Call me Zakayo but I will do the right thing for Kenya - Ruto
President
William Ruto has maintained that he will not relent in his push for taxation as a means to develop the country while reducing government borrowing.
During
a Wednesday address to Kenyans living in Japan, which Ruto held in the capital Tokyo, the
president said Kenya will only be built by its revenue and taxes, not aid and
debt.
“If
we have to develop our country, Kenyans must roll up their sleeves. Our country
is not going to be developed by others, by aid or by debt. It is going to be
developed by us. Japan is built by the Japanese using their own taxes. Kenya
will be built by Kenyans using our own revenue and taxes,” the president told
Kenyans in the East Asian country.
Ruto
has since assuming office in September 2022 introduced a raft of taxes and hiked
old ones, putting him on the receiving end of criticism by Kenyans who accuse
him of backtracking on his election campaign promises.
Ruto
wooed voters on a platform of championing the welfare of average struggling Kenyans,
whom he dubbed ‘hustlers’.
The
president on Wednesday pledged to ensure the taxes his government is collecting
won’t be embezzled, telling Kenyans in the diaspora: “The one thing I have
committed myself to do is provide a guarantee that every Kenyan who pays taxes,
their money will not be stolen. So long as we collect whatever tax we are
collecting and use it to grow our country, it is going to benefit us eventually.”
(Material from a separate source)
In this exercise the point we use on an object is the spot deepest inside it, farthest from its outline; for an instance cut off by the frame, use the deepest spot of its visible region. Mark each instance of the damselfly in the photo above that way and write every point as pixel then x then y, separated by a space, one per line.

Kenyans have since christened Ruto 'Zakayo', Swahili for Zacchaeus, the biblical
figure who is portrayed as a greedy tax collector who climbed a tree to see
Jesus.
In social
media posts, they have been calling on him to ‘climb down’ like Jesus is said
to have told the tax collector, referring to him relaxing his government’s tax
regime.
But
Ruto said he does not mind being called names, arguing that his concise is clear
and he is determined to do “the right thing” for Kenya.
“What
I will not do as president is say there will be free lunch, that the country is
going to be developed by borrowing money from other people and that it is going
to cost us nothing to develop our country,” said Ruto on Wednesday.
“That
is why I don’t mind people calling me names. You see when you are doing the
right thing, your concise is clear. I will do the right thing for our country
irrespective of what names people call me, including Zakayo.”
Ruto has previously acknowledged that the taxes are "painful" but worth the sacrifice. During his Jamhuri Day speech on December 12 last year, he said the sacrifices the nation was making "would make our freedom fighters proud".